Leckie's foray into fantasy delivers on mythology and worldbuilding, told through a distinctly non-human lens.

Ah, ravens. They're smart, they're beaky, they come in murders, and many in our world are better Londoners than I am. They're also the subject of more than their share of both folklore and, through that, fantasy interest. Whether they're harbingers of death, guides to the spirit world, speakers of prophecy and truth or otherworldly tricksters, there's a lot of mileage in these feathery next-level dinosaurs. Now, in Ann Leckie's first novel-length foray into fantasy, a raven god is front and centre, alongside a cast whose human members often play second fiddle to their divine counterparts.

Many readers will be familiar with Leckie for her science fiction work: the superlatively brilliant Ancillary Justice, its sequels, and the same-universe standalone Provenance. On the surface, The Raven Tower is a very different book.

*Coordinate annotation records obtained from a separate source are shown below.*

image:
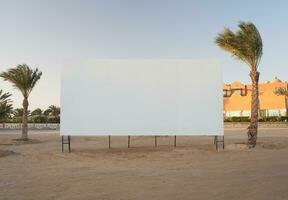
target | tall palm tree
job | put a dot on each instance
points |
(246, 45)
(23, 78)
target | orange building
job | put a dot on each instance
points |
(237, 99)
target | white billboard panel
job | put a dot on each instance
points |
(142, 97)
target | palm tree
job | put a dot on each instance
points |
(246, 45)
(5, 106)
(24, 79)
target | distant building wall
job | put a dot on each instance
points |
(237, 99)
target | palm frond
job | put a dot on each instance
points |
(23, 78)
(245, 44)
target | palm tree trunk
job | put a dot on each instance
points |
(253, 127)
(25, 119)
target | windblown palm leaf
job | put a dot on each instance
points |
(245, 44)
(23, 78)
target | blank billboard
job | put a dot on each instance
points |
(142, 97)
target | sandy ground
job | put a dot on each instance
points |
(192, 170)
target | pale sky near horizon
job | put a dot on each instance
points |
(48, 34)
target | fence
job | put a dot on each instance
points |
(13, 126)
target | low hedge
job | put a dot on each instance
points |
(261, 119)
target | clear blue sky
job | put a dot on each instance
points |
(46, 34)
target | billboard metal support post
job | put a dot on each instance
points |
(175, 141)
(68, 142)
(155, 141)
(109, 142)
(221, 141)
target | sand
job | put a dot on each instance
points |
(192, 170)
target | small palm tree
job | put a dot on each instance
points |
(6, 108)
(246, 45)
(24, 79)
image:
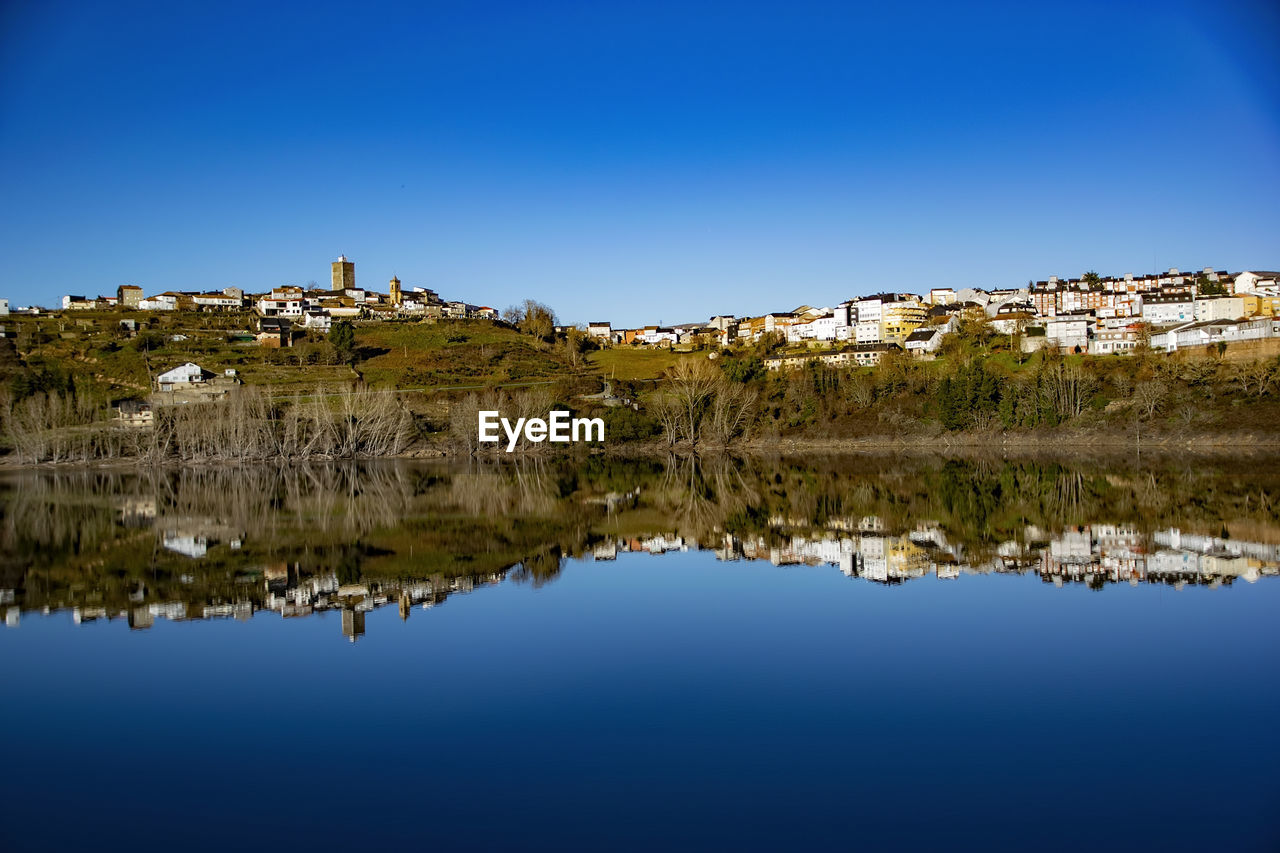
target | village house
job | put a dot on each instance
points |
(283, 301)
(924, 342)
(858, 355)
(1115, 341)
(1068, 332)
(228, 299)
(128, 296)
(275, 332)
(1166, 309)
(182, 377)
(135, 413)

We find ourselves in Vastai, a low-tech, small-scale polity, whose citizens fear and worship the forest, envy the better harbour of their neighbour (in one timeline, at least) and have come to rely on the blessings of a specific god to keep their town flourishing. Gone are the spaceships and corpse soldiers, but the presence of the gods themselves - who are very much real in this world, and regularly appear to humans - means that The Raven Tower feels just as connected with non-human intelligences as Leckie's previous works, and just as accomplished at giving those intelligences believable motivations and voices.